Generating the Moore-Penrose inverse of a matrix based on the spectral decomposition is also simple. Denote as $\bDelta $ the diagonal matrix with typical element

\[  \delta _ i = \left\{  \begin{array}{ll} 1/\lambda _ i &  \lambda _ i \not= 0 \cr 0 &  \lambda _ i = 0 \end{array} \right.  \]

Then the matrix $\bP \bDelta \bP ’ = \sum \delta _ i\mb {p}_ i\mb {p}_ i’$ is the Moore-Penrose ($g_4$-generalized) inverse of $\bA $.

Singular-Value Decomposition

The singular-value decomposition is related to the spectral decomposition of a matrix, but it is more general. The singular-value decomposition can be applied to any matrix. Let $\bB $ be an $(n \times p)$ matrix of rank k. Then there exist orthogonal matrices P and Q of order $(n \times n)$ and $(p \times p)$, respectively, and a diagonal matrix $\bD $ such that

\[  \bP ’\bB \bQ = \bD = \left[ \begin{array}{cc} \bD _1 &  \mb {0} \cr \mb {0} &  \mb {0} \end{array}\right]  \]

where $\bD _1$ is a diagonal matrix of order k. The diagonal elements of $\bD _1$ are strictly positive. As with the spectral decomposition, this result can be written as a decomposition of $\bB $ into a weighted sum of rank-1 matrices

\[  \bB =- \bP \bD \bQ ’ = \sum _{i=1}^ n d_ i \mb {p}_ i\mb {q}_ i’  \]

The scalars $d_1,\cdots ,d_ k$ are called the singular values of the matrix $\bB $. They are the positive square roots of the nonzero eigenvalues of the matrix $\bB ’\bB $. If the singular-value decomposition is applied to a symmetric, nonnegative definite matrix $\bA $, then the singular values $d_1,\cdots ,d_ n$ are the nonzero eigenvalues of $\bA $ and the singular-value decomposition is the same as the spectral decomposition.

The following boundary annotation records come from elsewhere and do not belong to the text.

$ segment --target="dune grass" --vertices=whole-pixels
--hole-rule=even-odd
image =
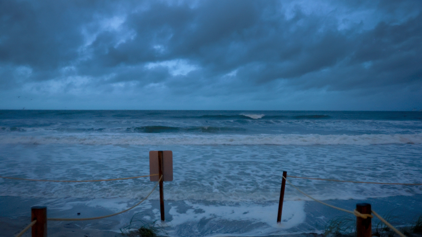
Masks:
[[[164,228],[157,222],[156,220],[149,223],[141,220],[144,214],[135,214],[130,218],[129,225],[120,229],[122,236],[128,237],[157,237],[167,235]]]

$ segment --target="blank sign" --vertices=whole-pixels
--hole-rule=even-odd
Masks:
[[[171,151],[162,151],[163,181],[173,181],[173,152]],[[149,174],[158,174],[158,151],[149,151]],[[158,181],[158,175],[149,176],[150,181]]]

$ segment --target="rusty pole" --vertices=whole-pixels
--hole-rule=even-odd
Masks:
[[[162,175],[162,151],[158,151],[158,178]],[[160,207],[161,214],[161,221],[164,221],[164,194],[163,193],[163,180],[164,177],[160,181]]]
[[[371,204],[369,203],[358,203],[356,204],[356,210],[362,214],[371,214]],[[363,219],[356,217],[357,237],[371,237],[372,226],[371,218]]]
[[[37,222],[32,226],[32,237],[47,237],[47,207],[31,207],[31,221]]]
[[[287,177],[287,172],[283,171],[283,177]],[[284,199],[284,188],[286,187],[286,180],[282,178],[281,189],[280,190],[280,200],[279,201],[279,213],[277,215],[277,223],[281,222],[281,212],[283,210],[283,201]]]

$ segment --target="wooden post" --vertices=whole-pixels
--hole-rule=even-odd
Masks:
[[[158,151],[158,178],[162,175],[162,151]],[[164,194],[163,193],[163,181],[164,177],[160,181],[160,207],[161,214],[161,221],[164,221]]]
[[[371,204],[369,203],[358,203],[356,204],[356,210],[362,214],[371,214]],[[366,219],[356,217],[357,237],[371,237],[372,226],[371,218]]]
[[[287,176],[287,171],[283,171],[283,177],[286,178]],[[279,213],[277,215],[277,223],[281,222],[281,212],[283,210],[283,201],[284,199],[284,188],[286,187],[286,180],[281,178],[281,189],[280,190],[280,200],[279,201]]]
[[[36,220],[32,226],[32,237],[47,237],[47,207],[31,207],[31,221]]]

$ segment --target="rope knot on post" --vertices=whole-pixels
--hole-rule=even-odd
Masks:
[[[368,217],[373,218],[373,216],[370,214],[362,214],[357,211],[357,210],[354,209],[353,210],[353,214],[358,217],[360,217],[362,219],[366,219]]]

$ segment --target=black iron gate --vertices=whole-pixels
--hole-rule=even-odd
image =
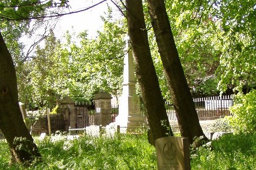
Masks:
[[[75,105],[76,128],[83,128],[90,126],[88,106],[84,103],[77,103]]]
[[[69,127],[70,118],[70,111],[69,108],[60,107],[57,108],[56,113],[53,113],[50,115],[52,133],[55,133],[58,131],[68,132]],[[47,132],[49,133],[48,119],[46,119]]]

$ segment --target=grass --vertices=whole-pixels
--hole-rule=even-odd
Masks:
[[[44,161],[25,168],[9,163],[8,144],[0,140],[0,169],[157,169],[146,133],[73,141],[58,135],[35,141]],[[191,151],[191,169],[256,169],[255,153],[256,133],[227,134],[212,141],[211,147]]]

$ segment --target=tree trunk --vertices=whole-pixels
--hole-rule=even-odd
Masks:
[[[153,138],[166,136],[169,133],[173,136],[151,57],[142,1],[126,0],[126,7],[136,75]]]
[[[0,32],[0,129],[13,160],[26,164],[40,158],[18,105],[14,65]]]
[[[147,0],[159,52],[182,136],[204,135],[176,48],[163,0]]]

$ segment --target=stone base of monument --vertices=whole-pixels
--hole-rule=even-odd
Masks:
[[[158,170],[190,170],[189,143],[183,137],[165,137],[156,140]]]
[[[148,126],[142,115],[124,116],[118,115],[116,117],[116,123],[120,126],[120,132],[125,133],[128,131],[135,131],[140,127]]]

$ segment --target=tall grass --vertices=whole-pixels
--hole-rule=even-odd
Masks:
[[[146,133],[118,134],[113,138],[83,136],[35,137],[42,163],[30,167],[10,163],[8,144],[0,140],[0,169],[157,169],[156,151]],[[191,151],[191,169],[256,169],[256,133],[227,134],[211,147]]]
[[[67,141],[57,135],[43,141],[35,139],[44,162],[27,169],[156,169],[154,147],[146,133],[118,134],[113,138],[81,136]],[[9,165],[7,144],[0,143],[0,169],[23,169],[18,164]],[[4,154],[3,154],[4,153]]]
[[[256,169],[256,133],[226,134],[191,154],[192,169]]]

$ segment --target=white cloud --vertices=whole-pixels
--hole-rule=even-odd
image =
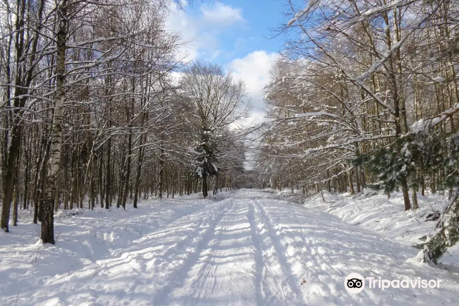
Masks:
[[[212,6],[201,7],[200,11],[202,19],[214,24],[227,26],[244,21],[242,10],[219,2]]]
[[[245,83],[254,109],[251,116],[253,121],[260,122],[263,120],[261,110],[264,105],[263,89],[269,82],[269,71],[278,58],[276,53],[254,51],[242,58],[234,60],[229,65],[234,76]]]
[[[171,6],[166,24],[168,28],[179,33],[182,40],[187,43],[181,52],[187,55],[188,61],[199,57],[214,60],[222,53],[220,49],[222,32],[228,27],[245,21],[241,10],[220,3],[201,7],[197,15],[177,9],[175,5]]]

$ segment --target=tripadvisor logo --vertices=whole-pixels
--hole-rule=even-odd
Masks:
[[[384,290],[388,288],[438,288],[441,279],[422,279],[405,278],[403,279],[384,279],[381,277],[367,277],[358,273],[351,273],[344,279],[344,288],[350,293],[359,293],[365,288],[365,283],[368,288]]]
[[[358,273],[351,273],[344,279],[344,288],[350,293],[359,293],[365,288],[365,279]]]

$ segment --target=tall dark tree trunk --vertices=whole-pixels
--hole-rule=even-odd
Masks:
[[[110,150],[112,148],[112,141],[111,138],[109,138],[107,142],[107,168],[105,172],[105,209],[109,209],[111,205],[110,199],[110,185],[112,184],[111,181],[110,165],[111,162],[110,161]]]
[[[202,174],[202,196],[205,199],[207,197],[207,174]]]
[[[41,240],[43,243],[54,244],[54,205],[56,181],[59,171],[61,146],[62,142],[62,115],[65,96],[65,49],[67,40],[67,2],[62,0],[58,8],[59,29],[56,37],[56,84],[55,94],[54,115],[51,133],[49,170],[46,175],[46,189],[44,193],[43,219],[41,221]]]

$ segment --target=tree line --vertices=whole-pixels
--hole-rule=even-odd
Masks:
[[[436,260],[459,240],[459,3],[287,2],[290,39],[265,87],[265,184],[401,190],[406,210],[417,193],[445,194],[440,234],[422,245]]]
[[[141,198],[205,197],[237,185],[245,85],[220,66],[186,63],[166,25],[171,5],[0,4],[6,232],[18,210],[31,210],[43,242],[54,244],[59,209],[137,208]]]

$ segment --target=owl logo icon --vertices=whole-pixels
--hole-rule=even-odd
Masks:
[[[351,273],[344,279],[344,288],[349,293],[359,293],[365,288],[365,279],[358,273]]]

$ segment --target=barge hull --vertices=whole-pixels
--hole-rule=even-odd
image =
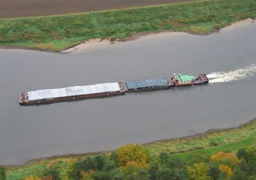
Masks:
[[[20,105],[28,106],[39,104],[53,103],[54,102],[64,102],[82,100],[83,99],[93,98],[104,98],[109,96],[121,95],[125,94],[125,92],[109,92],[108,93],[99,93],[97,94],[86,94],[73,97],[61,97],[36,100],[30,100],[27,102],[20,102]]]
[[[161,90],[163,89],[169,89],[173,86],[162,86],[159,87],[150,87],[149,88],[141,88],[139,89],[128,89],[127,90],[128,92],[141,92],[143,91],[155,91],[157,90]]]

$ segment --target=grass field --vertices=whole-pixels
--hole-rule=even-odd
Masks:
[[[255,0],[209,0],[75,14],[0,19],[0,46],[56,51],[82,42],[164,31],[207,34],[255,18]]]
[[[256,118],[238,127],[209,132],[199,136],[161,141],[145,146],[152,159],[157,158],[157,155],[162,152],[185,159],[197,153],[210,155],[221,151],[235,152],[241,147],[256,144]],[[41,177],[47,167],[54,165],[59,167],[60,176],[64,180],[66,179],[67,162],[84,156],[62,156],[32,161],[20,166],[7,166],[7,180],[22,180],[31,174]]]

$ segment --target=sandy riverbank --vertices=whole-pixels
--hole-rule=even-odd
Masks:
[[[42,51],[37,48],[31,48],[26,47],[20,46],[0,46],[0,49],[19,49],[24,50],[31,50],[35,51],[43,51],[49,53],[59,53],[60,54],[68,54],[68,53],[79,53],[81,51],[86,51],[95,48],[106,46],[111,46],[113,44],[116,44],[121,43],[124,43],[126,41],[139,41],[141,39],[153,39],[154,37],[157,37],[157,36],[164,36],[166,34],[171,35],[180,35],[183,34],[187,33],[193,35],[198,36],[207,36],[215,32],[218,33],[223,29],[227,28],[234,28],[239,27],[241,25],[243,25],[246,23],[251,22],[255,23],[256,20],[255,19],[252,19],[250,18],[247,19],[240,21],[234,22],[227,26],[221,28],[220,29],[216,29],[210,33],[205,34],[200,33],[195,33],[191,32],[184,32],[184,31],[168,31],[161,32],[149,32],[144,33],[139,33],[135,35],[132,37],[126,38],[125,40],[121,40],[117,39],[116,41],[112,41],[109,39],[90,39],[88,41],[86,41],[78,44],[74,47],[68,48],[66,49],[61,51],[59,52],[56,52],[51,49],[46,49]]]
[[[239,27],[243,25],[246,23],[251,22],[254,23],[255,20],[251,19],[247,19],[240,21],[234,22],[234,23],[227,26],[223,28],[234,28]],[[150,32],[148,33],[140,33],[136,34],[132,37],[126,38],[124,41],[121,41],[120,39],[117,39],[114,41],[111,41],[109,39],[91,39],[88,41],[85,41],[75,46],[70,48],[61,51],[59,53],[61,54],[74,53],[79,53],[81,51],[86,51],[94,49],[100,47],[104,47],[107,46],[111,46],[113,44],[124,43],[126,41],[139,41],[141,39],[153,39],[157,37],[157,36],[165,36],[166,34],[171,35],[180,35],[185,33],[188,33],[191,34],[197,35],[199,36],[204,36],[209,35],[215,32],[219,32],[221,29],[216,30],[211,32],[207,34],[195,34],[190,32],[174,32],[174,31],[164,31],[162,32]]]

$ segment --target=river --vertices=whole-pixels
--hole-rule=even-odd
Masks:
[[[108,150],[238,125],[256,115],[256,23],[163,33],[61,54],[0,49],[0,164]],[[206,85],[20,106],[22,91],[204,73]]]

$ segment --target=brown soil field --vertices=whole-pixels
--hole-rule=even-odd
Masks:
[[[195,0],[0,0],[0,18],[99,11]]]

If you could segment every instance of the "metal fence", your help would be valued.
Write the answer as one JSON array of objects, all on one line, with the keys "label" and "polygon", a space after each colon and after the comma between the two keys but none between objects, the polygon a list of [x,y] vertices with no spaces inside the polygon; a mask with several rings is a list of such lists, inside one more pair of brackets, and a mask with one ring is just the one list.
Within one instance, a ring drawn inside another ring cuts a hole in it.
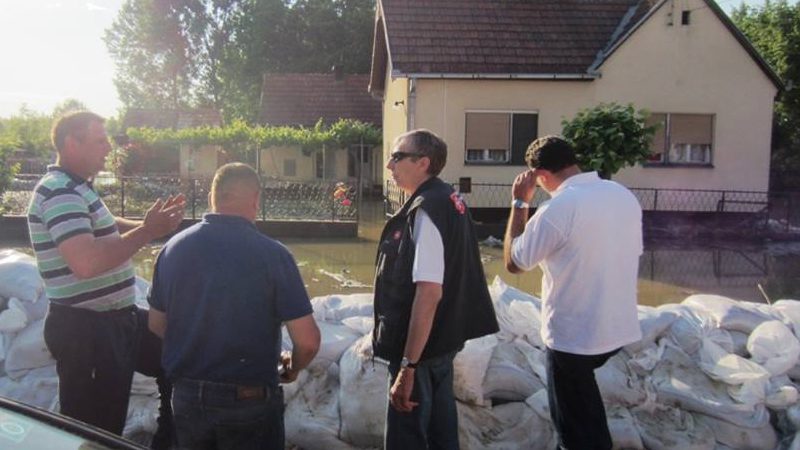
[{"label": "metal fence", "polygon": [[[25,215],[41,175],[18,175],[2,198],[5,214]],[[120,217],[142,217],[158,198],[183,193],[186,217],[197,219],[210,210],[211,178],[164,176],[97,176],[94,188]],[[358,218],[355,184],[348,181],[262,180],[261,220],[354,222]]]},{"label": "metal fence", "polygon": [[[458,189],[458,183],[453,184]],[[724,191],[700,189],[630,188],[644,211],[752,213],[763,215],[774,228],[790,231],[800,227],[800,193]],[[462,193],[470,208],[508,208],[511,185],[472,183],[469,193]],[[536,190],[533,207],[547,201],[543,189]],[[405,202],[404,193],[392,180],[386,183],[386,212],[393,214]],[[800,230],[798,230],[800,231]]]}]

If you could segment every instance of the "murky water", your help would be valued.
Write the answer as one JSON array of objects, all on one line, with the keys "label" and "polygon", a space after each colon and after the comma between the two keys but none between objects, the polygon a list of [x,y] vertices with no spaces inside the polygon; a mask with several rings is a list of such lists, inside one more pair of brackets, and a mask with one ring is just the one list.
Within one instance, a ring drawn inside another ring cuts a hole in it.
[{"label": "murky water", "polygon": [[[375,250],[383,226],[382,206],[362,210],[359,237],[353,239],[282,239],[297,260],[309,295],[371,292]],[[8,243],[0,247],[17,247]],[[30,253],[29,249],[21,248]],[[152,277],[159,246],[143,248],[135,256],[137,273]],[[540,295],[541,272],[510,274],[501,248],[482,246],[488,280],[499,276],[507,284]],[[760,286],[760,287],[759,287]],[[711,293],[764,302],[800,299],[800,242],[763,245],[742,243],[646,243],[639,265],[639,303],[680,302],[693,293]]]}]

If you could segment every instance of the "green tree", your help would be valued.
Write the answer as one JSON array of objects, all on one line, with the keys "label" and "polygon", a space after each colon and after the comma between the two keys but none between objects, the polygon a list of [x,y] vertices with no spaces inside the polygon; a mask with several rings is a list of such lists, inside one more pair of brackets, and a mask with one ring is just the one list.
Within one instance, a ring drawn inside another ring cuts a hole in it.
[{"label": "green tree", "polygon": [[[16,148],[19,148],[16,142],[8,137],[0,136],[0,200],[3,199],[3,194],[11,187],[14,175],[17,174],[19,169],[19,165],[8,163],[8,157]],[[3,202],[0,201],[0,214],[3,213],[4,209]]]},{"label": "green tree", "polygon": [[646,118],[647,112],[633,105],[601,103],[563,120],[561,126],[580,167],[608,179],[623,167],[647,160],[657,126],[647,126]]},{"label": "green tree", "polygon": [[22,106],[17,114],[0,119],[0,140],[34,155],[45,157],[53,148],[50,143],[52,117]]},{"label": "green tree", "polygon": [[369,70],[373,0],[126,0],[105,41],[125,107],[255,123],[265,73]]},{"label": "green tree", "polygon": [[775,104],[773,167],[800,170],[800,4],[742,4],[731,17],[786,84]]}]

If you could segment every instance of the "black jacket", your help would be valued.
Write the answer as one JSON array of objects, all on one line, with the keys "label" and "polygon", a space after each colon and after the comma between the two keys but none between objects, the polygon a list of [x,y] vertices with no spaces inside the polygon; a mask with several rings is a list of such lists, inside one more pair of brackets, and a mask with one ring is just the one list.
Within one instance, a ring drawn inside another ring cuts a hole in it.
[{"label": "black jacket", "polygon": [[444,244],[442,299],[421,360],[459,350],[469,339],[499,330],[486,286],[478,241],[469,209],[453,188],[431,178],[386,223],[381,233],[375,274],[375,356],[403,356],[416,285],[411,279],[416,211],[430,216]]}]

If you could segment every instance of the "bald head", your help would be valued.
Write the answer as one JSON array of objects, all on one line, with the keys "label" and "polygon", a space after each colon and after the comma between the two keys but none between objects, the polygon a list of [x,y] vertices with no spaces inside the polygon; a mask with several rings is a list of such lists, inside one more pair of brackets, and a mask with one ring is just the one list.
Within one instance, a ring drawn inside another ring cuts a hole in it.
[{"label": "bald head", "polygon": [[211,210],[255,220],[260,193],[261,180],[252,167],[242,163],[225,164],[217,169],[211,183]]}]

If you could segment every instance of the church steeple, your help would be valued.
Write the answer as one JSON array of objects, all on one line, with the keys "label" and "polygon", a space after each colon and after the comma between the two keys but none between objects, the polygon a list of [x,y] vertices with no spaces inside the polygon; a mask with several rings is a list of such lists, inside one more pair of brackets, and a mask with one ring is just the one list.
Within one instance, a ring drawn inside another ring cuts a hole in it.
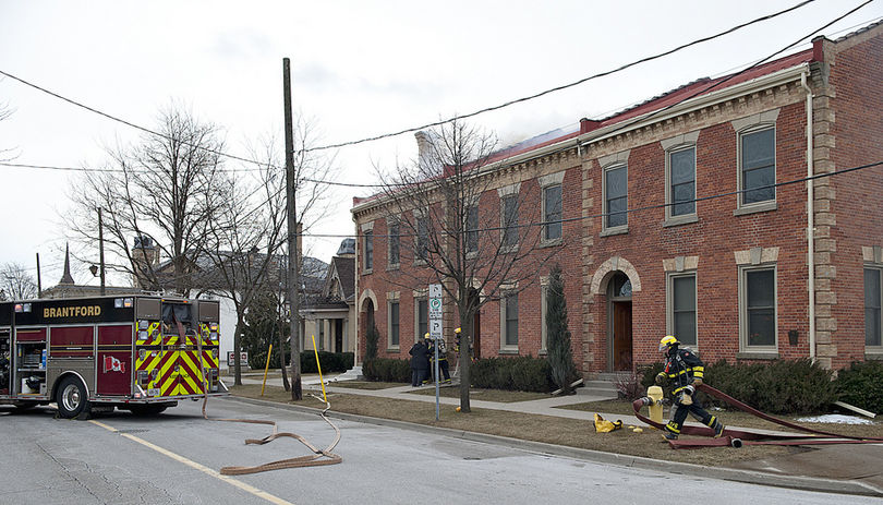
[{"label": "church steeple", "polygon": [[61,276],[61,280],[59,280],[58,284],[74,285],[73,277],[71,276],[71,247],[66,243],[64,244],[64,274]]}]

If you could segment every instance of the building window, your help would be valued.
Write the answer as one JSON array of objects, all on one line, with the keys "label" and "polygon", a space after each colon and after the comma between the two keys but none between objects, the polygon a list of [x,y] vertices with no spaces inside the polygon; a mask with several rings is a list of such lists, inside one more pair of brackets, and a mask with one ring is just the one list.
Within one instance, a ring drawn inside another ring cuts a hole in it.
[{"label": "building window", "polygon": [[374,231],[365,231],[365,272],[374,269]]},{"label": "building window", "polygon": [[695,214],[695,146],[668,153],[668,216]]},{"label": "building window", "polygon": [[742,133],[740,136],[739,181],[742,205],[776,199],[776,142],[775,129]]},{"label": "building window", "polygon": [[628,168],[625,165],[604,170],[604,214],[606,228],[628,225]]},{"label": "building window", "polygon": [[416,303],[416,339],[423,338],[430,332],[430,305],[425,298]]},{"label": "building window", "polygon": [[479,251],[479,206],[465,208],[465,250],[468,253]]},{"label": "building window", "polygon": [[879,268],[864,269],[864,346],[881,347],[881,273]]},{"label": "building window", "polygon": [[399,302],[389,302],[389,347],[399,347]]},{"label": "building window", "polygon": [[561,184],[543,188],[543,240],[561,238]]},{"label": "building window", "polygon": [[430,253],[430,218],[418,218],[416,255],[419,261],[426,261]]},{"label": "building window", "polygon": [[518,196],[509,195],[500,200],[500,225],[503,226],[503,247],[518,245]]},{"label": "building window", "polygon": [[399,221],[389,224],[389,266],[399,265],[399,243],[400,243]]},{"label": "building window", "polygon": [[776,270],[743,268],[740,273],[740,328],[746,350],[776,350]]},{"label": "building window", "polygon": [[668,306],[668,333],[684,344],[695,346],[695,274],[669,276]]},{"label": "building window", "polygon": [[503,322],[503,349],[518,349],[518,293],[509,293],[500,300]]},{"label": "building window", "polygon": [[545,352],[548,350],[548,328],[546,327],[546,318],[548,317],[548,277],[540,279],[540,351]]}]

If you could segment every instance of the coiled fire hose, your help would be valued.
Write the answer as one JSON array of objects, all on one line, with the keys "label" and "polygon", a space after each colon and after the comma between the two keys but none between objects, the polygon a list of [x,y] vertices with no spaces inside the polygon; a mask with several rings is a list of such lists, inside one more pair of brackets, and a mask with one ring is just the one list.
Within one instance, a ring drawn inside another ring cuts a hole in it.
[{"label": "coiled fire hose", "polygon": [[[338,429],[326,416],[326,412],[331,409],[331,404],[328,400],[325,400],[325,409],[322,411],[319,416],[322,419],[325,420],[334,430],[335,430],[335,440],[325,447],[324,449],[316,448],[313,444],[306,441],[303,436],[297,433],[288,433],[282,432],[279,433],[279,426],[276,424],[276,421],[268,421],[264,419],[214,419],[209,418],[205,411],[206,404],[208,402],[208,382],[205,377],[205,368],[203,365],[203,339],[202,335],[197,338],[197,347],[199,352],[199,368],[203,371],[203,418],[208,421],[222,421],[222,422],[244,422],[251,424],[267,424],[273,426],[273,433],[263,437],[263,438],[245,438],[245,445],[264,445],[275,441],[276,438],[289,437],[294,438],[301,444],[305,445],[306,448],[313,452],[312,455],[307,456],[299,456],[295,458],[288,458],[288,459],[279,459],[277,461],[265,462],[263,465],[257,465],[254,467],[222,467],[220,469],[220,473],[222,476],[244,476],[247,473],[258,473],[262,471],[270,471],[270,470],[281,470],[283,468],[301,468],[301,467],[318,467],[324,465],[337,465],[343,460],[339,455],[332,453],[334,448],[337,446],[337,443],[340,442],[340,429]],[[322,401],[316,395],[311,394],[313,398]]]},{"label": "coiled fire hose", "polygon": [[[707,384],[701,384],[697,387],[697,389],[707,394],[709,396],[713,396],[719,400],[723,400],[724,402],[731,405],[733,407],[736,407],[739,410],[742,410],[745,412],[748,412],[752,416],[764,419],[766,421],[773,422],[775,424],[810,433],[812,435],[822,435],[822,436],[821,437],[808,436],[796,433],[773,434],[773,433],[761,433],[752,430],[737,430],[733,428],[726,428],[724,429],[723,436],[721,436],[719,438],[668,441],[668,444],[673,448],[678,449],[678,448],[699,448],[699,447],[714,447],[714,446],[741,447],[742,445],[880,444],[881,442],[883,442],[883,437],[844,435],[827,431],[813,430],[811,428],[801,426],[800,424],[795,424],[793,422],[785,421],[783,419],[774,418],[770,414],[761,412],[760,410],[737,400],[736,398],[733,398],[731,396],[725,393],[715,389],[714,387],[709,386]],[[641,407],[643,407],[644,405],[646,404],[643,398],[639,398],[632,402],[634,416],[653,428],[664,430],[665,424],[652,421],[651,419],[641,414],[640,410]],[[685,425],[681,429],[681,433],[686,435],[699,435],[707,437],[714,436],[714,430],[706,426]]]}]

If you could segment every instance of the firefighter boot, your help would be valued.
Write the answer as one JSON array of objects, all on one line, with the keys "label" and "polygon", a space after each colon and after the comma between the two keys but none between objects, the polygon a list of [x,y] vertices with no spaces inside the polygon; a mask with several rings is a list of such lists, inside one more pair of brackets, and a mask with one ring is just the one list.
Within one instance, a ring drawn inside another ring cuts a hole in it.
[{"label": "firefighter boot", "polygon": [[724,423],[715,419],[714,424],[712,424],[712,430],[714,430],[714,437],[719,438],[721,435],[724,434]]}]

As with the spectral decomposition, you can use the results of the singular-value decomposition to generate the Moore-Penrose inverse of a matrix. If $\bB $ is $(n \times p)$ with singular-value decomposition $\bP \bD \bQ ’$, and if $\bDelta $ is a diagonal matrix with typical element

\[  \delta _ i = \left\{  \begin{array}{ll} 1/d_ i &  |d_ i| \not= 0 \cr 0 &  d_ i = 0 \end{array} \right.  \]

then $\bQ \bDelta \bP ’$ is the $g_4$-generalized inverse of $\bB $.